Globally, 70% of community health workers (CHWs) are women. They deliver essential health services for their communities but they are often unpaid or underpaid for their work. In September this year, the Kenyan government took ambitious steps towards reversing decades of health system reliance on women’s unpaid labor by launching a new initiative to pay, equip and digitize 100,000 CHWs and formally integrate them into the country’s health system.
“When I heard that the government is going to pay CHWs across Kenya, I was very happy because we have a lot of financial responsibility to our families,” says Millicent Miruka, who has been working as a CHW in Kenya’s Rongo subcounty for the past 11 years. “This will really help sustain many more families throughout the country. Additionally, the kits we received, which have the commodities we need, have made caring for patients at community level easier. The kits enable us to do initial health screening for things like blood pressure and blood glucose levels, and to refer patients where necessary.”
Professionalization does not only advance CHWs’ ability to care for their families and to provide quality care for patients. It also creates opportunity for increased female leadership and employment in health systems, and it places CHWs in a unique position to improve women and girls’ agency and power by equipping them with knowledge and tools to own their health.
“Women play an important role in their communities and are often the glue that keeps these communities and families together,” explains Miruka. “Many women and young girls come to me for advice. I educate them on family planning methods to prevent unplanned pregnancies and HIV infection, and I encourage them to complete their schooling and to do everything they can to achieve their goals. I want them to achieve even more in life than I have.”
To drive a community health agenda forward that is more responsive to the needs of women and girls, Lwala Community Alliance, with support from Johnson & Johnson Foundation, works through the Community Health Units for Universal Health Coverage (CHU4UHC) platform to help accelerate policy and systems change, strengthen community governance, and achieve CHW professionalization.

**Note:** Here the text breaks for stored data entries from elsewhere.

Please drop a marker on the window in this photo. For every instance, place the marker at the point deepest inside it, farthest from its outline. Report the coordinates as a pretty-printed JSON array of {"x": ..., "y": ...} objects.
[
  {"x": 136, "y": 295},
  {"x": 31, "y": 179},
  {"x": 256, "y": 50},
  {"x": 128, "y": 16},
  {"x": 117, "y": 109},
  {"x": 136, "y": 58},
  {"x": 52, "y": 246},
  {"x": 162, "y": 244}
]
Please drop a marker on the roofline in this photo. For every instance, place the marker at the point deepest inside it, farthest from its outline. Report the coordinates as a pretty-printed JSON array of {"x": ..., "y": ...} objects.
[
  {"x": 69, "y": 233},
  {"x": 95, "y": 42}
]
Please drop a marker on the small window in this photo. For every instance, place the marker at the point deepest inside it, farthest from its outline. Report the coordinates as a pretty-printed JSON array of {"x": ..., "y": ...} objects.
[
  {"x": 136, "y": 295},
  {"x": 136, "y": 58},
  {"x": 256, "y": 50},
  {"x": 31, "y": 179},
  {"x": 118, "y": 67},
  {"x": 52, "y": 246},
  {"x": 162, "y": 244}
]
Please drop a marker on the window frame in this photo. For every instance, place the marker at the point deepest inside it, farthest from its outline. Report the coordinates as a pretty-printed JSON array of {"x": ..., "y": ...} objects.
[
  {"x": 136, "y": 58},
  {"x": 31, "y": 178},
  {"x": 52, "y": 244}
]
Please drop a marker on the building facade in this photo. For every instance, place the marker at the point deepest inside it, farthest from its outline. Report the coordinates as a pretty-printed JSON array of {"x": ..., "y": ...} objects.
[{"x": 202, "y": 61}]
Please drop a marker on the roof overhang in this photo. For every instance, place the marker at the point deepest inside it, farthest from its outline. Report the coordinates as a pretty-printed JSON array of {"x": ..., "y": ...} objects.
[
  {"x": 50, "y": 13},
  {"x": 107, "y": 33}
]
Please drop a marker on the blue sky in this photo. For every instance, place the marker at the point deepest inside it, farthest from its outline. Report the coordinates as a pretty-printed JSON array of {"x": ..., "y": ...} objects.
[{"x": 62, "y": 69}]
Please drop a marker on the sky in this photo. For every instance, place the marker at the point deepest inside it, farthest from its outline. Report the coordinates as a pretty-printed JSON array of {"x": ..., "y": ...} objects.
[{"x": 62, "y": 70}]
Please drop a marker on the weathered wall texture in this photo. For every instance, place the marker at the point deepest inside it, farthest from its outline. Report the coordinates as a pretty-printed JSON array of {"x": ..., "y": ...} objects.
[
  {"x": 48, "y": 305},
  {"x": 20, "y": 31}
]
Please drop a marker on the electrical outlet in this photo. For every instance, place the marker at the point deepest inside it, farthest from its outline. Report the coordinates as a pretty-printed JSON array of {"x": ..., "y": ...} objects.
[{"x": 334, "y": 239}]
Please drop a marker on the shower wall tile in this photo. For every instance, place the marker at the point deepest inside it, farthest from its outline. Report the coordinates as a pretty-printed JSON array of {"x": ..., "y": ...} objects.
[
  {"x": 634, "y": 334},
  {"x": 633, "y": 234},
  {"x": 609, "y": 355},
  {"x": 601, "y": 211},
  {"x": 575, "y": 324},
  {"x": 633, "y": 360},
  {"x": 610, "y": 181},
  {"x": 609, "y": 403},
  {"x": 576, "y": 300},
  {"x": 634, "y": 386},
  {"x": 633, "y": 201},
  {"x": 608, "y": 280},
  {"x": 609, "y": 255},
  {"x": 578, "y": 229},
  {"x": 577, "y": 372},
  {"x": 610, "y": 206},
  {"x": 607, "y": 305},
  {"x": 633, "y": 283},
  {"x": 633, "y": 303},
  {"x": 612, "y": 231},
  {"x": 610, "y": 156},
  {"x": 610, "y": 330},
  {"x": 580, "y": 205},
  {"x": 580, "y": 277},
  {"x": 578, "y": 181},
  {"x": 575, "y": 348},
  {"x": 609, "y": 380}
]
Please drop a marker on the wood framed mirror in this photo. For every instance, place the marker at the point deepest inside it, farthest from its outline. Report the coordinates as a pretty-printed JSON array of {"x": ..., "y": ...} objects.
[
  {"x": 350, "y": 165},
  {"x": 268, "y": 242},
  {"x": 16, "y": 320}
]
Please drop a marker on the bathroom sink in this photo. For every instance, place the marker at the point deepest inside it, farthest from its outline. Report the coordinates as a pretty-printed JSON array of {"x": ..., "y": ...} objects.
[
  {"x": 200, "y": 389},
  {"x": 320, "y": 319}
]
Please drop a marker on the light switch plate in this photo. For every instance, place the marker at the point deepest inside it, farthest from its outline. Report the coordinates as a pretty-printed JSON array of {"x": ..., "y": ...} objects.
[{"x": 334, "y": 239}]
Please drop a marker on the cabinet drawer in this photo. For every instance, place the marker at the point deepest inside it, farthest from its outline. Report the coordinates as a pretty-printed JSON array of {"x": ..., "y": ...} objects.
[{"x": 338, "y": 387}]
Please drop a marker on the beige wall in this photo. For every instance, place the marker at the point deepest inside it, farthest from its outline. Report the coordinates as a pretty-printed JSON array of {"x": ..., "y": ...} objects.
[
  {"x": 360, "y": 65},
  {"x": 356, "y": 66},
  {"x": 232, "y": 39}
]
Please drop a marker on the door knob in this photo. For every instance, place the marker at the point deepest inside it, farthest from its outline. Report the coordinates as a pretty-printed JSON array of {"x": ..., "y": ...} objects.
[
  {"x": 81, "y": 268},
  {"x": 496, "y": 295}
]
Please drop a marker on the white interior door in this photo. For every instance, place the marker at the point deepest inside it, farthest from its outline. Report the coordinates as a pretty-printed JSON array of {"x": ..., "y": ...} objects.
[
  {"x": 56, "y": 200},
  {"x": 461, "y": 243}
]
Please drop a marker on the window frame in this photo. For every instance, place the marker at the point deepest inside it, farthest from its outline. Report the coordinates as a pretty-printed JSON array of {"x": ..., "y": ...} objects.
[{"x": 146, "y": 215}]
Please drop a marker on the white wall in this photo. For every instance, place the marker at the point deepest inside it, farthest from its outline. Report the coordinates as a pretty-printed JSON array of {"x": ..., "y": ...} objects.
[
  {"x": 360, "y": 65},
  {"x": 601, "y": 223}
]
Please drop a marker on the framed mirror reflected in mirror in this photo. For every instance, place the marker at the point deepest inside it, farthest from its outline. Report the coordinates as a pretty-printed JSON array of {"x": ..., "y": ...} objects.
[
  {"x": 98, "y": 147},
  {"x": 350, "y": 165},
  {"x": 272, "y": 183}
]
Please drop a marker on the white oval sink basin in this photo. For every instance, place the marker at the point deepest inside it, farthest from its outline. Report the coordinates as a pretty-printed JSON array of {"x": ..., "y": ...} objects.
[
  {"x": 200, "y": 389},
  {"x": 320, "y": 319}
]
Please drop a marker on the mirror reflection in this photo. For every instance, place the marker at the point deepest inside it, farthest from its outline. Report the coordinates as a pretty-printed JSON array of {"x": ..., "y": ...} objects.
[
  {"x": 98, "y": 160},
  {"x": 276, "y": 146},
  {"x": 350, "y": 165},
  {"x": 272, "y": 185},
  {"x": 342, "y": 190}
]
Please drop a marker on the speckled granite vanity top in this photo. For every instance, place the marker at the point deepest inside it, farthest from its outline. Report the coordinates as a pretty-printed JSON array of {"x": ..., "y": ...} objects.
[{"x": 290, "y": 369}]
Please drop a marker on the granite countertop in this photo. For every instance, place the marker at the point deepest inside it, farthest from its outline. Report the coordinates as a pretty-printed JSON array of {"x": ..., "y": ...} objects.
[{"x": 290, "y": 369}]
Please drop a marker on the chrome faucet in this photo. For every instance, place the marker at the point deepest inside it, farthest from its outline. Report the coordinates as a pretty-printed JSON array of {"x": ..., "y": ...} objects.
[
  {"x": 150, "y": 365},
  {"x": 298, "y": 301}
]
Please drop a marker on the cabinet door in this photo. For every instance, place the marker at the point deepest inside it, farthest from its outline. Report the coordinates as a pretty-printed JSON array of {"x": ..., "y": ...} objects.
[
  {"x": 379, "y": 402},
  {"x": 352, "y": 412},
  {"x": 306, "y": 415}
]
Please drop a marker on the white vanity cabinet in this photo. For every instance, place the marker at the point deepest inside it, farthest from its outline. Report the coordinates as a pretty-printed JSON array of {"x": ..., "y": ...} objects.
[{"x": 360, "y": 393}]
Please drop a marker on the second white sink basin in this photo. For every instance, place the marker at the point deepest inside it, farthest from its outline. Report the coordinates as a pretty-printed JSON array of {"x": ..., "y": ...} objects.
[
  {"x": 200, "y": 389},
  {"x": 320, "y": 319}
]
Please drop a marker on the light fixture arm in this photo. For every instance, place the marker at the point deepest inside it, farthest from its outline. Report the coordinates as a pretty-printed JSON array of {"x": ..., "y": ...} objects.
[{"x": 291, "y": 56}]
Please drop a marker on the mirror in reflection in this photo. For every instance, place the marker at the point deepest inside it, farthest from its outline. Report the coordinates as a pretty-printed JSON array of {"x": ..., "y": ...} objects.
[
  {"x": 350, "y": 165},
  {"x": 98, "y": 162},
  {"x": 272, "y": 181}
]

Miruka was among the first CHWs to receive training from Lwala and the Ministry of Health in Rongo subcounty. Training ranged from basic introductory modules focused on the role of CHWs, to more in-depth technical training, community case management training, and training on nutrition screening, contraception, and malaria and HIV prevention and management.
Another key component of the program was advocacy training alongside CHWs around the world, developed by Community Health Impact Coalition. “This helped us make our voices heard globally. We learnt how to speak on behalf of other CHWs, and by extension other women, to raise awareness on issues that affect us,” shares Miruka.
The training she received, she says, has equipped her to be a pillar for her community and for patients seeking care. Miruka typically spends her day conducting around 10 to 15 home visits, educating her community on maternal and child health, screening for illness, providing basic treatments, referring at-risk pregnant women and other clients to the local facility, and following up with recently treated patients.
Miruka continues to seek out opportunities to advance her capacity as a health professional and to grow her knowledge and skills. She aspires to return to school someday to study nursing and perhaps even teaching. “I’d like the opportunity to learn more about best health practices in other countries and how we can potentially implement these in our own communities in Kenya,” says Miruka. “I have achieved a lot as a CHW. I have a lot of knowledge to share with members of my community, especially women and girls, and I have earned their respect as a result. I am very grateful and proud of that.”
A recent study by Lwala demonstrates that training and experience are more reliable indicators of CHW knowledge and performance than literacy and formal education. As CHWs are professionalized, Lwala works to break down barriers to entry for women, especially those with decades of experience in delivering care. Traditional birth attendants (TBAs), for instance, have provided community health services for generations, but are often excluded from CHW cadres by discriminatory literacy and education requirements. In the development of the National Certification Guidelines for CHWs, Lwala worked to reverse these requirements and collaborated with Migori County’s Ministry of Health to identify existing TBAs, integrate them as CHWs, and add them to the CHW registry.
Kenya's Vision 2030 emphasizes the importance of CHWs in improving healthcare, shifting focus from curative to preventative measures, and advancing Universal Health Coverage. “Adopting a systems thinking approach and systematic policy plan is needed for recruitment, utilization and retention of CHWs, enabling sub-national governments to achieve health care for all,” says Julius Mbeya, Co-CEO at Lwala Community Alliance.